Et il ajouta en parlant à tous:

—Il faut qu'ils restent avec moi.

Il était ainsi arrivé au monsieur qui avait déposé sur le fauteuil sa provision de boîtes et de paquets.

Profitant de ce que personne ne faisait attention à lui, celui-ci avait développé ses papiers et avait étalé autour de lui, sur le tapis, tout un déballage de chapelets, de médailles, de statuettes, de madones; il y avait des vierges en cuivre doré, une statuette en bronze d'après le saint Pierre de Saint-Pierre, des saints, des saintes.

Le nom que le monsignore prononça ne fut pas celui d'un marchand d'objets de piété, comme on aurait pu le supposer, ce fut celui d'un dignitaire de la cour de Munich.

On se releva et on accompagna le pape jusqu'aux portiques de la cour Saint-Damasse. Sur son passage les hallebardiers s'agenouillaient la tête inclinée.

Aurélien n'avait eu garde de se séparer de Michel.

Et ils descendirent ensemble l'escalier qui mène à la sortie.

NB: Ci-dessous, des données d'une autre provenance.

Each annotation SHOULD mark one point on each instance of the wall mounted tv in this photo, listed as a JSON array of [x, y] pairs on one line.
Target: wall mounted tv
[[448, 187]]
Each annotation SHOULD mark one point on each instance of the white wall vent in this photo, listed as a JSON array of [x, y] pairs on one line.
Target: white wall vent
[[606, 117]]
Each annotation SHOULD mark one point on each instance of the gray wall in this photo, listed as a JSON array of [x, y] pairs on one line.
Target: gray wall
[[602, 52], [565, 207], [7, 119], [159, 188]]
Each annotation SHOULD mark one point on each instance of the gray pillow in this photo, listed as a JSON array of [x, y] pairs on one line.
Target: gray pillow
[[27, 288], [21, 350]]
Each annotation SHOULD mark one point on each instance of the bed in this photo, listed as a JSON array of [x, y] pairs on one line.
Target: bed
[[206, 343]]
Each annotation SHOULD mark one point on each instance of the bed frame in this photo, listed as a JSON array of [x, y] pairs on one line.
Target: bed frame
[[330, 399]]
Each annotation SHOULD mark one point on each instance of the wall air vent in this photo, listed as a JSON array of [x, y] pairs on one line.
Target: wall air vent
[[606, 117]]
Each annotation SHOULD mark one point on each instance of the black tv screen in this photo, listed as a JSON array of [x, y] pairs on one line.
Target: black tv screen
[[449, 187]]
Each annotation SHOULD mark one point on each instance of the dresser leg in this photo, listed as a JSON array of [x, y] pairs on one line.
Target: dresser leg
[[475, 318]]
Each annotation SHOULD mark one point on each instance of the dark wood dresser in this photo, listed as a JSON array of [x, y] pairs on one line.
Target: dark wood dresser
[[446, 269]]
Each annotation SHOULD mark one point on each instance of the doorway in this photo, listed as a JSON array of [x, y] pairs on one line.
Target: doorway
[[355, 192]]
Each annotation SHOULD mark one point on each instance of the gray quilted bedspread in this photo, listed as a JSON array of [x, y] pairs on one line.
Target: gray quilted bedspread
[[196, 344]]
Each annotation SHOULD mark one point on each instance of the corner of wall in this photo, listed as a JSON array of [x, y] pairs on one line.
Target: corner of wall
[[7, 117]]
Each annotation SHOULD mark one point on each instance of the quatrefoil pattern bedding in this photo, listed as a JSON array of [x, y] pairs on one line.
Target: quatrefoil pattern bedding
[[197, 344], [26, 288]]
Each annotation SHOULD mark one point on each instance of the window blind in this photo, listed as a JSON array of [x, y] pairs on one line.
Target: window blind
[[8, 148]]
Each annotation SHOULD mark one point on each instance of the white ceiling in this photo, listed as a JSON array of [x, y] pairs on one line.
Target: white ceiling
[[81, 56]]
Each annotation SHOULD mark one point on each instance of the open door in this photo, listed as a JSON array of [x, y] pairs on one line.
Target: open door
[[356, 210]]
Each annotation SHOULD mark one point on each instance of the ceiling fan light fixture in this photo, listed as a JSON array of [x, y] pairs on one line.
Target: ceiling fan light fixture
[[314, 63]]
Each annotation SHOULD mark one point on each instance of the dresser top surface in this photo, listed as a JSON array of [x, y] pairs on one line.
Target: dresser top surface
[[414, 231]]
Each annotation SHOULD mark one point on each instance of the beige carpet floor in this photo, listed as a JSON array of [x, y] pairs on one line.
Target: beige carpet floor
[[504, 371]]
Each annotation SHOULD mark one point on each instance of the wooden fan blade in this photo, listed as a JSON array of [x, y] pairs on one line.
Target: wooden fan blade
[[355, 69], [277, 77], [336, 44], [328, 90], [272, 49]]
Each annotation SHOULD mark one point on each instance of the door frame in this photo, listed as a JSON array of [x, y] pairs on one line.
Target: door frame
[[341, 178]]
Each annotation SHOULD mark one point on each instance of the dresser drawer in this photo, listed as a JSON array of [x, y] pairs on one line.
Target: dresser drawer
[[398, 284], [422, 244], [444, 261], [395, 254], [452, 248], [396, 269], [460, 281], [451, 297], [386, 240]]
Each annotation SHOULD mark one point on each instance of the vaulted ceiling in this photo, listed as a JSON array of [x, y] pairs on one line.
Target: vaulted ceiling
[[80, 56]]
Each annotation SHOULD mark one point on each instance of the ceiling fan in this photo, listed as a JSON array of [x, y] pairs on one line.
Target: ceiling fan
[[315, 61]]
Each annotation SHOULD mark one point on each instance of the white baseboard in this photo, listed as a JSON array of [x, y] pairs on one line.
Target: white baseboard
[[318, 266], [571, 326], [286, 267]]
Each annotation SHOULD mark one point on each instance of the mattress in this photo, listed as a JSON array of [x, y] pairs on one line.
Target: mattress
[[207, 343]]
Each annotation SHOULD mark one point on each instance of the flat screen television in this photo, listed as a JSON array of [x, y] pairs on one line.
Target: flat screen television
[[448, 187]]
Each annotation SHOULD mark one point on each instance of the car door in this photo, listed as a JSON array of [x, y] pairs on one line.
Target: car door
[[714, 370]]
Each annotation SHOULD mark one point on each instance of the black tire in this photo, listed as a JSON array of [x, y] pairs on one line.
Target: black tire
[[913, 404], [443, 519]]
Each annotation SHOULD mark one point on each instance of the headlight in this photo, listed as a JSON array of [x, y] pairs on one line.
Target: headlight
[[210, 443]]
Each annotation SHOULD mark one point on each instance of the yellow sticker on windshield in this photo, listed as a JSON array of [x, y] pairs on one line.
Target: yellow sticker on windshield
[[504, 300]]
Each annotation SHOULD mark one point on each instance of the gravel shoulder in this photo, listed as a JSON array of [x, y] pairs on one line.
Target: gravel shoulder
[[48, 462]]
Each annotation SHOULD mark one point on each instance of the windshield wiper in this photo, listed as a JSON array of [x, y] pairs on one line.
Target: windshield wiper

—Il a l'esprit d'à-propos, le saint-père, dit Michel; avez-vous vu comme il a imposé sa bénédiction à ce monsieur qui ne voulait pas la lui demander, et les jeunes Anglais, les a-t-il bien collés! Je me retenais pour ne pas rire.

Et libre maintenant, il se mit à rire aux éclats.

Mais tout à coup s'arrêtant:

—C'est égal, il a fallu payer ce plaisir trop cher; je meurs de faim; jamais je ne pourrai gagner le Corso sans défaillance.

—Est-ce qu'il n'y a pas un café, un restaurant sur la place Rusticucci?

—Une gargote.

—Quand on meurt de faim... Pour moi, je m'arrêterai là volontiers, et, si vous voulez me faire l'honneur d'accepter le pauvre déjeuner que je vais me faire servir, je serai heureux de le partager avec vous.

—Au fait, pourquoi pas; il est bon de tout connaître.

Et comme deux amis, ils entrèrent dans un restaurant qui, à vrai dire, n'avait rien d'engageant.

Mais Aurélien avait bien souci de ce qu'on pouvait leur servir: maintenant qu'il tenait le frère de Bérengère, il s'agissait de ne pas le laisser échapper.